Inaugural invocations are generally palatable for even the most fervent atheists. A generic God is humbly asked to bring peace and civility to an imperfect world and to protect the man who has been called upon to protect an entire nation. You'd have to be a real asshole to get in the way of that.
And yet...Reverend Rick Warren made me feel like a real asshole yesterday. And not just because he recently compared my desire to get gay married to that of an incestuous, polygamous, pedophile.
No, really, he did:
"...I'm opposed to the redefinition of a five-thousand-year definition of marriage. I'm opposed to having a brother and sister be together and call that marriage. I'm opposed to an older guy marrying a child and calling that a marriage. I'm opposed to one guy having multiple wives and calling that marriage."
That's some good, moral shit there, Reverend Rick.
But no, that's not what made me feel like a real asshole yesterday. I felt like a real asshole yesterday because I couldn't unabashedly celebrate Barack Obama's inauguration, and I desperately wanted to do so. I could not do so because Reverend Rick seemed to be praying for everyone except me.

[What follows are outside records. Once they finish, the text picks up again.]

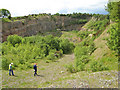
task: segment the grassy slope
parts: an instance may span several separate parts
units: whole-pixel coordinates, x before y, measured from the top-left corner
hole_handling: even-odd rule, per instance
[[[108,27],[109,28],[109,27]],[[75,34],[63,32],[61,38],[76,37]],[[118,87],[118,67],[115,53],[111,51],[106,41],[103,40],[109,35],[107,29],[94,41],[97,49],[91,55],[93,60],[104,60],[112,68],[108,71],[69,73],[65,65],[74,62],[74,54],[65,55],[58,62],[45,63],[43,60],[38,62],[38,74],[34,77],[33,70],[19,71],[15,70],[16,77],[9,77],[8,71],[2,71],[3,88],[117,88]],[[110,58],[112,59],[110,59]],[[61,72],[62,71],[62,72]]]
[[[97,49],[92,53],[92,57],[95,60],[102,60],[111,70],[118,70],[118,58],[116,57],[116,53],[111,51],[107,46],[106,38],[109,38],[109,34],[107,30],[110,26],[108,26],[105,31],[95,39],[94,43]]]

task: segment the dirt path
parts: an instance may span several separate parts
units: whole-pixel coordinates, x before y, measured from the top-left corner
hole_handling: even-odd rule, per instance
[[[69,73],[65,65],[74,62],[74,54],[65,55],[57,62],[38,63],[38,74],[33,76],[33,70],[15,71],[14,76],[8,76],[8,71],[2,71],[2,88],[117,88],[118,72],[77,72]]]
[[[74,54],[65,55],[56,62],[45,63],[40,61],[38,63],[38,74],[40,76],[33,76],[33,70],[29,71],[14,71],[16,77],[8,76],[8,71],[2,71],[2,88],[36,88],[46,86],[50,81],[57,80],[67,74],[65,65],[74,61]]]

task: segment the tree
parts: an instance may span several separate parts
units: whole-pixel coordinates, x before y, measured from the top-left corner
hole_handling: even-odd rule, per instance
[[[7,9],[0,9],[0,17],[2,17],[2,18],[7,17],[7,18],[11,19],[11,13]]]
[[[109,0],[109,2],[107,4],[106,10],[109,12],[110,19],[112,21],[115,21],[115,22],[119,21],[119,16],[120,16],[119,6],[120,6],[120,1],[119,2],[111,2]]]

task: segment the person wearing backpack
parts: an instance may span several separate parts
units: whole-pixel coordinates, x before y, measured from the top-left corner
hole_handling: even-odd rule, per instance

"We are so grateful to live in this land, a land of unequaled possibility..." unless you are gay and want to get married.
"Give to our new president, Barack Obama, the wisdom to lead us with humility, the courage to lead us with integrity, the compassion to lead us with generosity..." as long as that humility, integrity, and generosity is not bestowed upon homosexuals who want to get married.
"Help us, oh God, to remember that we are Americans, united not by race or religion or blood, but to our commitment to freedom and justice for all..." Did I say 'all'? Shit. I didn't mean 'all' at all. I meant 'justice for all who play by the silly, ever-changing, fantastical, archaic rules to which I subscribe.'
No, I am not overreacting.
The "Word of God" continues to drench every facet of American government. The "Word of God" has ostracized entire demographics of devoted citizens, including me. "The Word of God" continues to justify Islamic extremists' insistence that we are currently engaged in a "holy war." (How else is the inaugural recitation of the Lord's Prayer to be received in rural Afghan villages?)
If our new president is truly devoted to change, he will separate, once and for all, the sloppy, congealed mess that is Church and State. He will allow us to shed unsolicited religious ideology which suffocates us like a dirty, wet t-shirt -- unjustly emphasizing imaginary inadequacies and insufficiencies.
Let goodness and morality and kindness be pursued here and now, be enjoyed here and now, be loved here in now, be rewarded here and now - rather than in some far-off, unknown, other-wordly chamber.
Only then will Reverend Rick's prayer "to share, to serve and to seek the common good of all" be adequately answered.